A questão não evoluiu muito.
Surgiram umas tabelas de preços normalmente cobrados em cada comarca. Mas a realidade é só uma. Cada um leva aquilo que muito bem entender. Se quiser cobrar pouco, está à vontade. A legislação europeia não permite cá acordos para estabelecer uns limites mínimos. Isso seria um cartel totalmente inadmissível.
Depois, os advogados devem afixar os preços no escritório. Compreende-se. Antes de entrar no gabinete, o cliente tem o direito de saber quanto vai pagar.



TEMPO

De resto, as coisas mantêm-se mais ou menos na mesma.
Há vários critérios legais para calcular o montante que o jurista vai cobrar no fim do processo.
Um deles é o tempo despendido.
À primeira vista, isso parece razoável. Se o advogado perdeu muitas horas, deve receber mais.
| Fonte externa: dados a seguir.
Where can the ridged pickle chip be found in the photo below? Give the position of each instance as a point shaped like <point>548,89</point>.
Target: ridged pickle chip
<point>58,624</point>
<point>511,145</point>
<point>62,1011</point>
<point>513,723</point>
Caso tenha gasto pouco tempo, levará uma quantia inferior.
No entanto, o trabalho do causídico não é comparável ao de um operário indiferenciado.
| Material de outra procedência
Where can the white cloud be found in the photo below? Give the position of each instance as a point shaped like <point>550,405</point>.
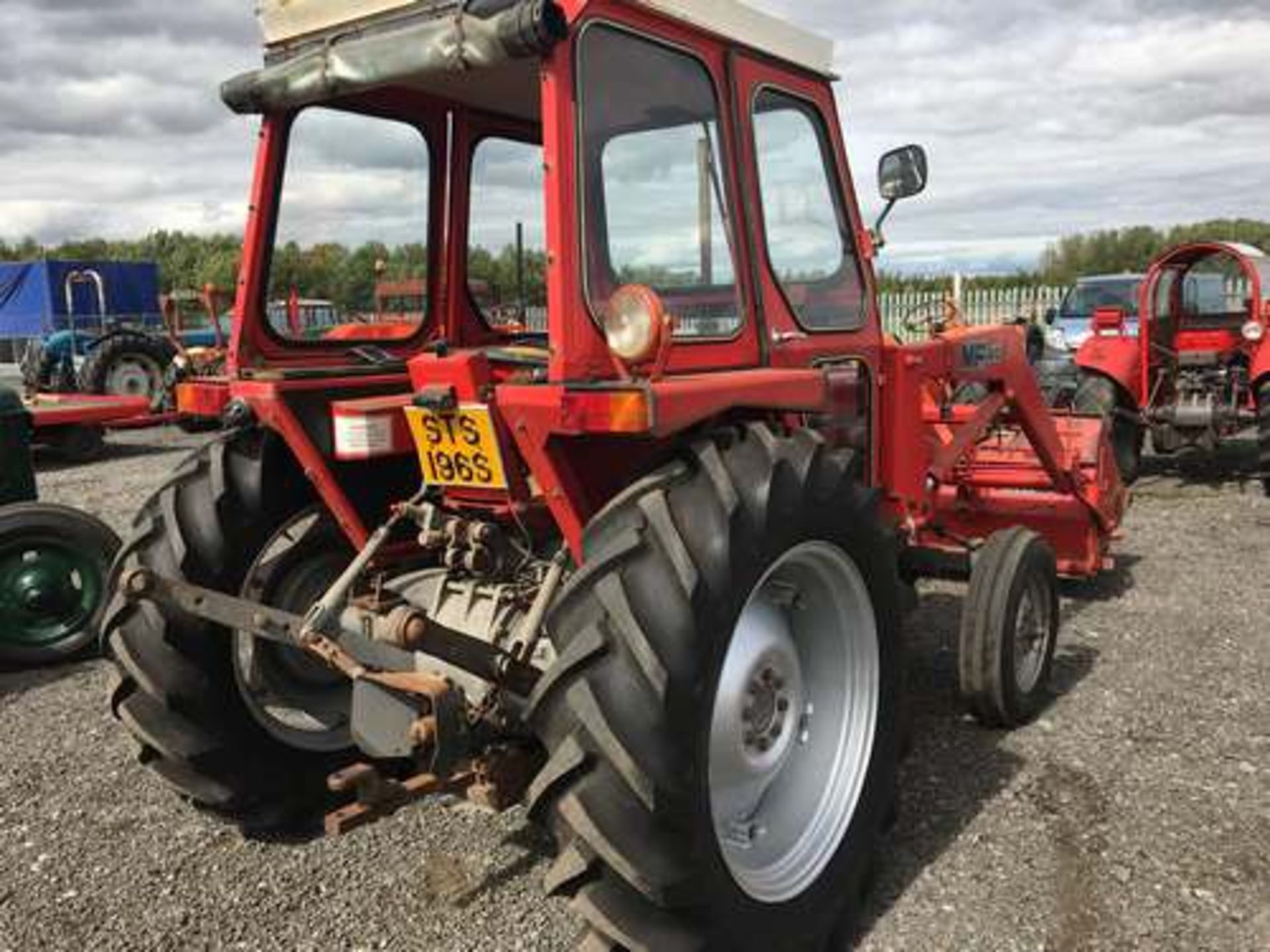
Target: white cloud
<point>1042,118</point>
Quanto muito, poderá estabelecer-se uma relação com um marceneiro.
O cliente encomenda uma cómoda. Se o profissional é capaz e experiente, despacha a obra rapidamente. Caso seja mais novato, demasiado cansado ou um pouco desajeitado, demora muito tempo. E o preço da cómoda? Deve variar? Claro que não. O que interessa é o valor que ela representa para o cliente. Se o marceneiro levou muito ou pouco tempo a executá-la, isso é lá problema dele.




DEFEITOS

Voltemos então ao trabalho de um causídico. Para isso, falemos de algo que sucede por vezes.
Um casal compra um apartamento a um construtor civil. Ao cabo de um ano, sentam-se os dois à mesa e começam a fazer uma lista dos defeitos que a casa tem. São três ou quatro rachas na parede. Há uma infiltração ou repasse. A lareira não fuma como deve ser. O vídeo porteiro deixou de funcionar. O tecto falso do hall empenou e deu de si. Há uma torneira que nunca trabalhou em condições. E por aí fora. O vendedor não assume a responsabilidade.
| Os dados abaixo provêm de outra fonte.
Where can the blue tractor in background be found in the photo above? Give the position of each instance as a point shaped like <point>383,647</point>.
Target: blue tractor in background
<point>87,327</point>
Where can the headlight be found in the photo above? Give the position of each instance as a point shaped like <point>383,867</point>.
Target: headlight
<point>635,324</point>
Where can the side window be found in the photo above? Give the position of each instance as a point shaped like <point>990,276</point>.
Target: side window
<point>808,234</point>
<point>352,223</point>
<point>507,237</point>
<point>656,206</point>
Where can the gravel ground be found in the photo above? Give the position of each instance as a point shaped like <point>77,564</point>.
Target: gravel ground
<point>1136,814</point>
A vizinha do lado - professora solteirona - faz uma idêntica lista.
O casal contrata um jovem advogado. Ele estagiou num escritório onde se lidava muito com contratos de empreitada. Tem bons conhecimentos. Adquiriu uma rica experiência. Entretanto, mantém-se actualizado e está a par da nova legislação e dos livros mais recentes.
A tal professora recorre a um colega menos conhecedor da matéria. Raramente, tem lidado com casos do género. A sua longa carreira tem-se virado mais para os acidentes de viação. Mas é pessoa séria e empenhada. Aceita o caso, até porque a senhora já fora sua cliente anteriormente. Vai estudar a matéria a fundo. Se surgir alguma dúvida, irá debatê-la com colegas.
Ambos servirão bem os seus clientes. Haverá um elevado grau de satisfação.
Mas qual dos dois juristas vai gastar mais tempo? Obviamente, o segundo.
Agora porque carga de água deveria a professora suportar esse encargo extra? O advogado enriqueceu-se do ponto de vista profissional. Não significa que deva enriquecer à custa da cliente.
A lei diz que o advogado deve fixar os seus honorários de acordo com o tempo despendido. Para além de considerar outros factores.
Na realidade, penso que o número de horas gastas naquele caso concreto não interessa. Os advogados não devem trabalhar ao cronómetro, como se vê nos filmes.
Deve então ignorar-se a lei? Isso nunca. Os advogados devem considerar o tempo que geralmente se gasta em média a tratar de um caso daquele género. Independentemente do que efectivamente foi despendido.